2) The theoretical ideal model web apps may perform radically differently when you start monkeying with the architecture. If the original developers are gone, if the code is more than 5 years old, it may not be feasible to debug the squirrelly behavior you see when you change from a traditional proxy to say, an AWS load balancer. You can burn a shit ton of time trying to troubleshoot things like this. Slapping a band aid on top of 10 years old band aids is not always the right thing to do. But sometimes it's the best approach to delivering results that keep people convinced to fund your effort.
3) even if nobody else in your company has a fucking clue what you're doing, or understands it; document everything.

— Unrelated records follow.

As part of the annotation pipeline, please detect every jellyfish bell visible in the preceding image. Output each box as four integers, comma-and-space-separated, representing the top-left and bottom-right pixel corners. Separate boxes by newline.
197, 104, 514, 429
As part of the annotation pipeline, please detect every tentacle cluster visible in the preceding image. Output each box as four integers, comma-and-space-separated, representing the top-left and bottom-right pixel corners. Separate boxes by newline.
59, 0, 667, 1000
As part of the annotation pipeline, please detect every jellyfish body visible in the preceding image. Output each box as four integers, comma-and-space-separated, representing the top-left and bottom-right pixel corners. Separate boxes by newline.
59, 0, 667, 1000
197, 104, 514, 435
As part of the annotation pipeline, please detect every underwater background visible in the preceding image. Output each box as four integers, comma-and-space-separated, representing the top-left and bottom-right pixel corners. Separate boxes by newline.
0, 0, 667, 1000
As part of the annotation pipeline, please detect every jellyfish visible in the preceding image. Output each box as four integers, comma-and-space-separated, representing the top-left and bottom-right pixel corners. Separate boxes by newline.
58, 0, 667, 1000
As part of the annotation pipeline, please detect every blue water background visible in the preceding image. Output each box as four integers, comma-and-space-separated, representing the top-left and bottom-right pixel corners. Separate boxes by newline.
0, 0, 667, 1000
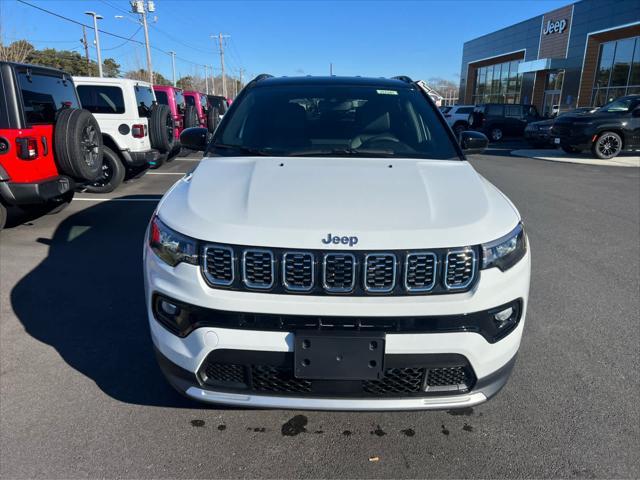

Get them on the cloud, then they can have the 'option' to start utilizing pure cloud type services, and migrate over.
Just reproducing their current setup on the cloud in many ways makes perfect sense.
Remember that for most companies, IT is just IT - it's an enabler, but not a huge differentiator. What 'works works', and tech change is expensive and risky.
Going to the cloud and shifting paradigms is two big steps, they can be taken one at a time.
But yes - any HN reader would be kind of 'shocked' to walk into almost any company in the world and see how 'high tech' really works. It's a valuable lesson in perspective, though.
Legacy apps asummes a certain degree of reliability from the underlaying infrastructure. This assumption falls flat on its face in the cloud. Netflix wouldn't have needed to develop Chaos Monkey if this wasn't the case.
Secondly leap to cloud native never happens because no one wants to take the pain once it works even barely. Any issues can be pushed onto Infrastructure team. It's pure and simple risk avoidance.
Most applications are simply cloned from existing On-Premises Infrastructure because every project have a 2 weeks deadline and every single stakeholder just wants to stick it in. Patterns like Auto-Scaling etc is just a far fetched dream.
Supporting such Infrastructure where every server is a pet trying to survive in a Slaughter House is a deeply painful.